The most terrifying thing is not getting burned, but walking back into the fire, again, after you have been burned.  Only this time, it's not up to how diligently I work on my rehabilitation.  It's not up to how compliant I am with my meds. It's not up to how hard I pray and beg for a certain outcome.  It's just taking a shot at something my husband and I have dreamed of, prayed for, and tried...God knows we've tried.

Peace, Love, and Buttercups,
MK

Monday, February 3, 2014

Something New Is Born


Well, at face value, this seems like another empty promise to an infertile.  And to some, it's one of the many reasons we recoil from churches that celebrate life, births, and throw every family-friendly pot-luck event in your face week after week.

I, on the other hand, don't see things quite so literally.  (I'm an Episcopalian after all.)  I've been pained, agonized, broken, yet I'm not who I was in 2010.  I'm the something new.

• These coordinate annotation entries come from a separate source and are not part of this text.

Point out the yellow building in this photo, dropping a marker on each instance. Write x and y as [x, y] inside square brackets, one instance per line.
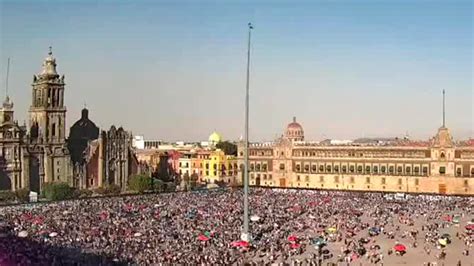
[220, 167]
[439, 165]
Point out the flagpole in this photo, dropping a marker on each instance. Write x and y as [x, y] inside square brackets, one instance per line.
[245, 236]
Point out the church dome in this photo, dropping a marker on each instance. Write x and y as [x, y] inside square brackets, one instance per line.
[294, 131]
[215, 138]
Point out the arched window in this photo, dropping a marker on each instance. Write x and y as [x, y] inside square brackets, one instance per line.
[344, 169]
[351, 169]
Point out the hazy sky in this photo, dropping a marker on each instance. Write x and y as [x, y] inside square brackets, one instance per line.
[175, 70]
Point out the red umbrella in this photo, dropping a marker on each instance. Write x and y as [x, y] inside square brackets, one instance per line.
[400, 248]
[104, 215]
[470, 227]
[240, 243]
[203, 238]
[447, 218]
[295, 245]
[292, 238]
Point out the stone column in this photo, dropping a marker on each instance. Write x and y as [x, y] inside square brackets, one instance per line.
[48, 175]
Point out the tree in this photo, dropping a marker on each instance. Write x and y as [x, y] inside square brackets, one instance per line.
[229, 148]
[139, 183]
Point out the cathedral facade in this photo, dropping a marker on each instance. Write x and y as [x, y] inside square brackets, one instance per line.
[36, 154]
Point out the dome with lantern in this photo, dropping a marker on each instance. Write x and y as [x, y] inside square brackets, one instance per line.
[294, 131]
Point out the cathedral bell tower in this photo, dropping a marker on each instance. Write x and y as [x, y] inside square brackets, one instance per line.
[47, 111]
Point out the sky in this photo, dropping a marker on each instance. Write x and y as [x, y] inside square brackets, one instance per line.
[176, 70]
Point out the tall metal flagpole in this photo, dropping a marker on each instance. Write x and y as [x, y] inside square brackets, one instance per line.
[444, 109]
[245, 233]
[8, 73]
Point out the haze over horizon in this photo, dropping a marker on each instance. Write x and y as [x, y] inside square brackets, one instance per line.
[175, 70]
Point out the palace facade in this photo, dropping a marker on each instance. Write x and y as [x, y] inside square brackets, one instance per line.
[439, 165]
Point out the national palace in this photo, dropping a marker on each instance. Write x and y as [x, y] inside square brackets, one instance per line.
[439, 165]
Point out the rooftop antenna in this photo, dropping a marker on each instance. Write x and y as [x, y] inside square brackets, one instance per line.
[444, 109]
[8, 74]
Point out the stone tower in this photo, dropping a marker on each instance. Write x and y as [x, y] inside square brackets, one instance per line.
[47, 111]
[48, 159]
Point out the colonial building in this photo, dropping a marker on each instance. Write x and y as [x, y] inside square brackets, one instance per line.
[110, 159]
[31, 158]
[439, 165]
[12, 148]
[39, 154]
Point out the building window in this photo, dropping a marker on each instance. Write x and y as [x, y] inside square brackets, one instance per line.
[442, 170]
[399, 170]
[53, 129]
[425, 170]
[328, 169]
[367, 169]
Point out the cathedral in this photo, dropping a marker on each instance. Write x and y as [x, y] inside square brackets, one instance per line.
[38, 153]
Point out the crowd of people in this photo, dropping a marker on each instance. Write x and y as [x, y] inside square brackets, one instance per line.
[204, 228]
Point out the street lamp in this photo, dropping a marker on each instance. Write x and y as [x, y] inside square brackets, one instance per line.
[245, 236]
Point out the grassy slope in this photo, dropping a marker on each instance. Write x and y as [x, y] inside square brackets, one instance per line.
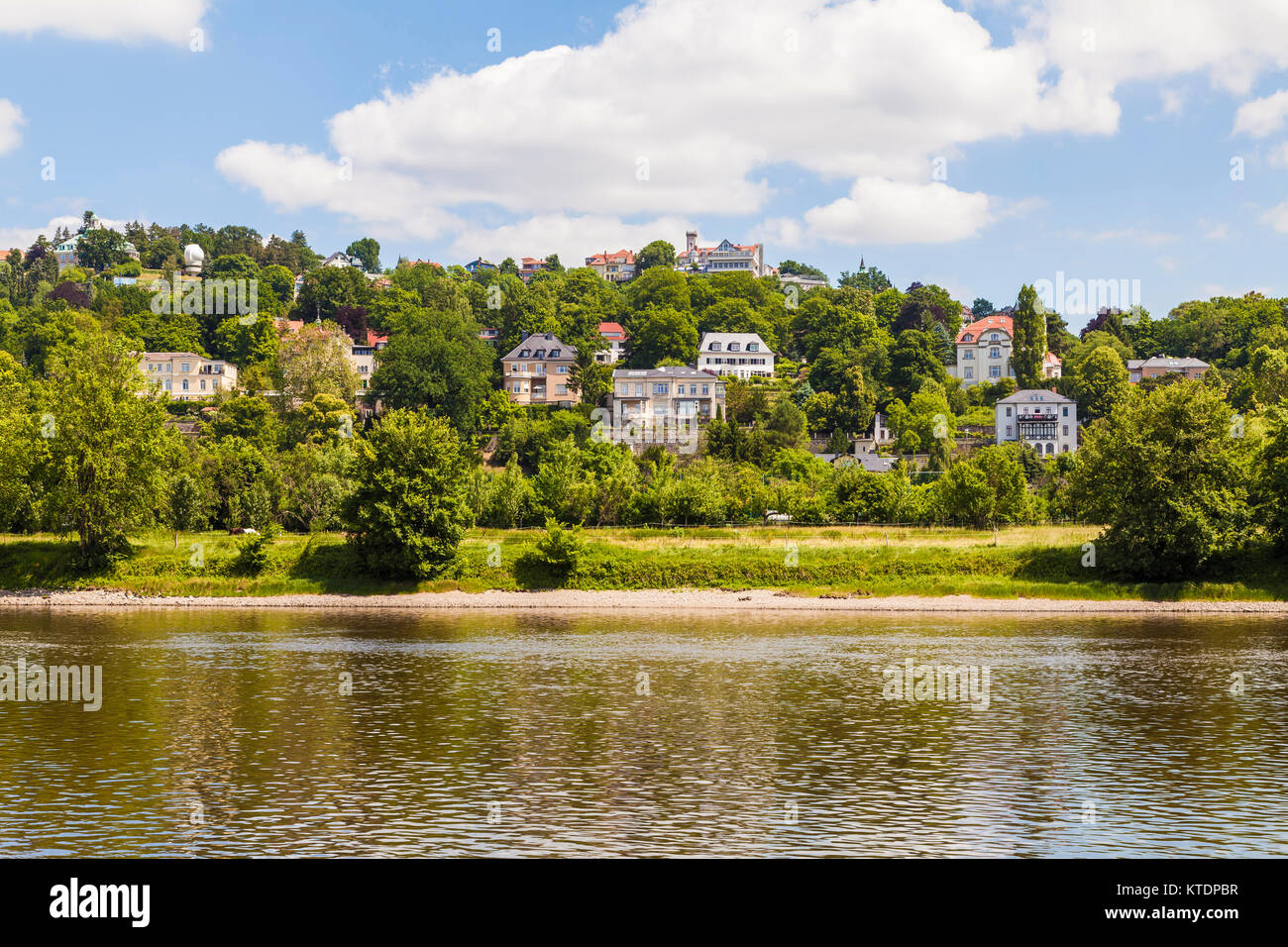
[837, 561]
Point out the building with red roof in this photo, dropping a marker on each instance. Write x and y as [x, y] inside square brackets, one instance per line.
[722, 258]
[617, 266]
[616, 338]
[984, 352]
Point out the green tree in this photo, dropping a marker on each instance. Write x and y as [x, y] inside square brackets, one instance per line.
[408, 510]
[1274, 478]
[658, 253]
[1102, 382]
[664, 334]
[99, 248]
[185, 509]
[433, 360]
[1028, 346]
[1168, 479]
[110, 446]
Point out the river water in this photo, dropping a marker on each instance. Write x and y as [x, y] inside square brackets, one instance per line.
[356, 733]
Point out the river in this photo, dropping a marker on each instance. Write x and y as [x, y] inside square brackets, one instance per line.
[500, 733]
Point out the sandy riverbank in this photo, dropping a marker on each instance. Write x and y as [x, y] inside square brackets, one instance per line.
[687, 600]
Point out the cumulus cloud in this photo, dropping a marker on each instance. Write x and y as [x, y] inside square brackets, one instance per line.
[686, 107]
[888, 211]
[678, 112]
[1106, 43]
[1262, 116]
[165, 21]
[22, 237]
[11, 125]
[1278, 218]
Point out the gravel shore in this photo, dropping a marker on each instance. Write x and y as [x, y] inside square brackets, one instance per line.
[657, 599]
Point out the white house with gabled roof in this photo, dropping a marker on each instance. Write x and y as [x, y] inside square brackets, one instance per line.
[741, 355]
[1043, 420]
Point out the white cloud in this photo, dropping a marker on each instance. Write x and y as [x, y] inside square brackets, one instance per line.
[1278, 155]
[1106, 43]
[1262, 116]
[165, 21]
[888, 211]
[11, 123]
[1278, 218]
[22, 237]
[572, 237]
[677, 112]
[681, 111]
[1172, 101]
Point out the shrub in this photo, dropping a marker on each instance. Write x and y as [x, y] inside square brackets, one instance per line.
[561, 549]
[252, 556]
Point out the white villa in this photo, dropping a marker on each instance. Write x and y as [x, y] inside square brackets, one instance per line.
[984, 354]
[1044, 420]
[188, 376]
[722, 258]
[734, 354]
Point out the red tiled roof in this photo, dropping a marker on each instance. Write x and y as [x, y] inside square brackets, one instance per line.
[604, 258]
[983, 325]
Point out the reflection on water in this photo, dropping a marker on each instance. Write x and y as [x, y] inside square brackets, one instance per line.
[230, 733]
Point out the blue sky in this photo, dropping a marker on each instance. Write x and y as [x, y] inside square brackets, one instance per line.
[1104, 157]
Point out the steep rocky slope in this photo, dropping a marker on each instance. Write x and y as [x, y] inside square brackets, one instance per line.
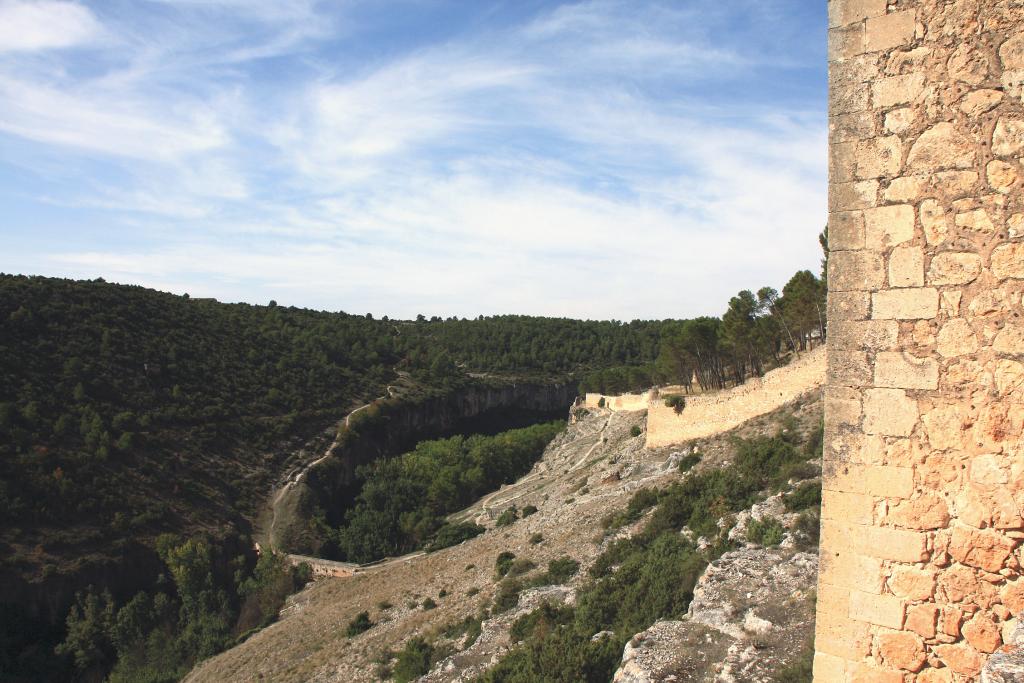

It takes a while...and I don't think you can rush the process, you simply have to go through it.  I'm happier because I've accepted childlessness as my default.  It's not necessarily what I want, but tough cookies.  I didn't want all those sweaters my grandmother knitted for me, either.  And guess what?  I wore them to school, anyway!

There comes a point in which you just have to accept the way things are.  Much like a victim of a crime cannot depend on the sentence of their perpetrator for their own healing, I cannot depend on having a child to make me better, happier, or content.

This is not to say I'm not unencumbered with moments of grief here or there, but they are simply moments that I accept and don't try to fight off.  I just know that all-in-all, I can exist happily with or without a child.  This person is someone I thought I was incapable of being in 2010.

Patience, while still not one of my finer, purer qualities, in other aspects of my life, I have embraced in this matter.  I may be the oldest mother in my future child's kindergarten class, or I may never be a mother at all.  Either way, I'll find a way to be happy, to enjoy life, and to continue to accept the blessings (especially, kittens, golden doodles, and/or margaritas) thrown my way.